In space, no one can hear you hum

Voyager 1 is on the doorstep of interstellar space; as of a few weeks ago, it probably became the first man-made object to leave the solar system. Besides instruments and a big antenna, it also carries a bunch of stuff meant to help whoever finds it understand the people who built it. In other words, humanity.

Of course, that's a tall order, summing up several billion people. But we gave it a good shot. There's a kind of dust jacket describing humanity:

Not out of place on a Pink Floyd album.

... and a gold-plated record inside that included sounds, messages and data from all corners of the world:

The hottest record in the galaxy.

The music on the disc--images were also encoded--is what I find most interesting about all the inclusions.
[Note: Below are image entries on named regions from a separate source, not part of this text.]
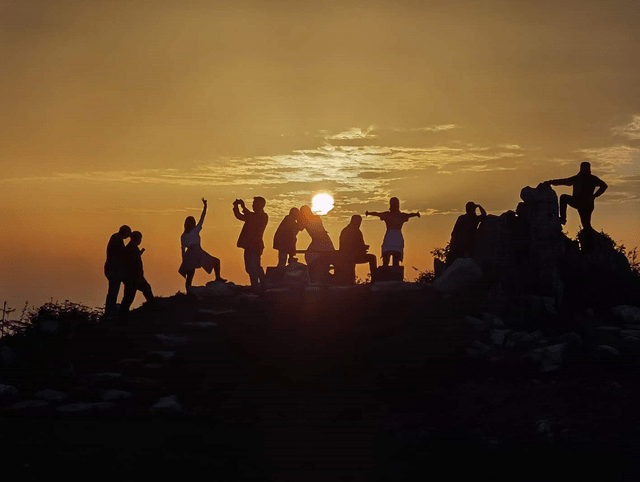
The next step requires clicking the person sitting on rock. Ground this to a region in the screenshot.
[447,201,487,265]
[340,214,377,281]
[545,161,609,231]
[120,231,155,320]
[233,196,269,289]
[365,197,420,268]
[178,198,226,291]
[273,208,303,268]
[104,224,131,318]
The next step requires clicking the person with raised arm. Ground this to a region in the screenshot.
[178,198,226,292]
[233,196,269,288]
[544,161,609,231]
[365,197,420,268]
[446,201,487,265]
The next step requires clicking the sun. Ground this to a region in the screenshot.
[311,192,333,215]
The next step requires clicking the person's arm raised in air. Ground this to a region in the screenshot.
[544,176,575,186]
[233,199,245,221]
[198,198,207,228]
[476,204,487,220]
[593,178,609,199]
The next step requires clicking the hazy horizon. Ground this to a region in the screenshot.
[0,0,640,308]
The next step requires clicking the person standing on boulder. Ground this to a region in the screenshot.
[120,231,155,321]
[178,198,226,291]
[365,197,420,268]
[544,161,609,231]
[273,208,303,268]
[447,201,487,265]
[233,196,269,288]
[104,224,131,318]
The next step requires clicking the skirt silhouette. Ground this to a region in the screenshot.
[178,245,215,278]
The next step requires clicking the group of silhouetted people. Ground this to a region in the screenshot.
[104,162,607,319]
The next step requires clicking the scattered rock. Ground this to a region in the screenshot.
[432,258,482,295]
[156,333,193,348]
[540,343,566,372]
[489,330,511,346]
[611,305,640,325]
[33,388,69,403]
[182,321,218,330]
[100,389,133,402]
[464,315,491,332]
[56,402,94,413]
[595,345,620,358]
[149,395,184,415]
[505,331,536,350]
[11,400,49,410]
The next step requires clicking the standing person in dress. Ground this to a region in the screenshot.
[299,206,336,281]
[178,198,226,291]
[365,197,420,268]
[104,224,131,318]
[233,196,269,288]
[273,208,302,268]
[120,231,155,321]
[447,201,487,265]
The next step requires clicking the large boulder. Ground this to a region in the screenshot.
[433,258,482,295]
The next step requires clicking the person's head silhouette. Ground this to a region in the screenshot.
[118,224,131,238]
[129,231,142,246]
[464,201,476,214]
[184,216,196,233]
[253,196,267,212]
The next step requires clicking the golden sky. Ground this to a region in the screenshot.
[0,0,640,306]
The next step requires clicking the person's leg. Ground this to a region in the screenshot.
[277,249,289,268]
[213,257,227,281]
[578,208,593,231]
[104,277,121,316]
[382,252,391,268]
[136,276,156,303]
[185,269,196,291]
[120,280,136,320]
[560,194,573,224]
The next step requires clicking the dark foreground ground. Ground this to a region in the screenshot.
[0,286,640,481]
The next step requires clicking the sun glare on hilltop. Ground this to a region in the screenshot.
[311,193,333,215]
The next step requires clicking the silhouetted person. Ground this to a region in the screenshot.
[178,198,226,291]
[365,197,420,267]
[273,208,302,268]
[545,161,609,231]
[104,225,131,317]
[233,196,269,288]
[447,201,487,265]
[120,231,155,320]
[298,206,336,281]
[340,214,377,281]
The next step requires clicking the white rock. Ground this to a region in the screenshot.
[33,388,69,403]
[156,333,193,348]
[611,305,640,325]
[149,395,184,414]
[433,258,482,295]
[100,389,133,402]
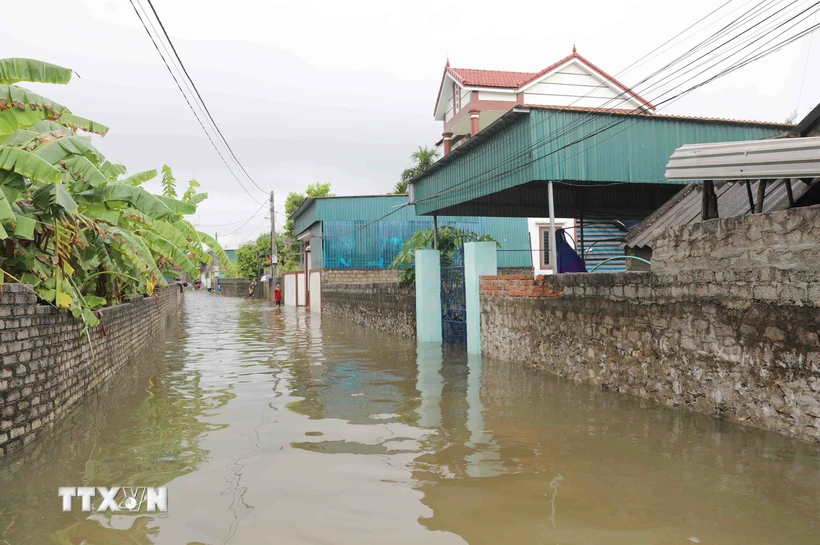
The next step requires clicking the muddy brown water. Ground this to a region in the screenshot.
[0,293,820,545]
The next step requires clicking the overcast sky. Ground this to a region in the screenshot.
[0,0,820,247]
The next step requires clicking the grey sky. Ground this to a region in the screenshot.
[0,0,820,246]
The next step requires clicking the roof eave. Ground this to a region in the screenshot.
[408,106,530,184]
[288,197,316,221]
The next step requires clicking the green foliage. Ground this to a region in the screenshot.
[162,165,177,199]
[285,182,336,237]
[393,180,410,195]
[277,182,336,272]
[236,233,278,280]
[393,146,438,194]
[0,54,237,338]
[182,178,208,204]
[390,225,501,284]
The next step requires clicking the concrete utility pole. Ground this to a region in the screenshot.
[270,191,279,281]
[547,180,558,274]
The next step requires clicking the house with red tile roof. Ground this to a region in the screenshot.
[433,46,655,155]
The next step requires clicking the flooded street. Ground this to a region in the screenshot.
[0,293,820,545]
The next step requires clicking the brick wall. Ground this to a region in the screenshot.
[0,284,184,457]
[219,278,251,297]
[322,280,416,337]
[481,209,820,441]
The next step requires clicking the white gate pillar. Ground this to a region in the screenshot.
[416,250,441,343]
[464,242,498,354]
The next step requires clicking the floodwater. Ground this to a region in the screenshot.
[0,293,820,545]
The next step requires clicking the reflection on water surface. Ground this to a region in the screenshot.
[0,293,820,545]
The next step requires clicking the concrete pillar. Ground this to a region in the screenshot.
[416,250,441,343]
[441,132,453,155]
[464,354,504,478]
[470,110,481,136]
[464,242,498,354]
[416,343,444,428]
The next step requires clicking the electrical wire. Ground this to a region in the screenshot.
[322,0,813,238]
[239,216,270,244]
[416,4,817,208]
[216,202,267,237]
[143,0,267,193]
[795,13,817,111]
[128,0,259,204]
[420,0,764,202]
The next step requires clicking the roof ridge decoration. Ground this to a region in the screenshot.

In terms of music, it featured recordings of many genres and nationalities from throughout history (listen here). But even that turned out to be just a snapshot, not a sampling. Hip-hop, a form of music popular around the globe in 2012, barely existed in 1977, when Voyager 1 was launched (and almost certainly did not exist in the record collections of the probe's creators). Same with modern electronic music, and I'm sure many others that people more plugged in than I could tell you about.

In the end, it's all fairly academic. Even if some alien race were to come across Voyager 1 tomorrow, the civilization they would find on Earth would, culturally speaking, be in a much different place than what the record depicts. Some things about humanity are universal--basic shape, expressions, nourishment. Some aspects of culture will endure; Mozart's work, the pop music of his generation, is still moving audiences hundreds of years later. And of course, the odds that an extraterrestrial civilization not only notices Voyager but traces its footsteps are infinitesimal to begin with.

But if they do, I guess there are a lot worse problems than the aliens thinking Chuck Berry is our president.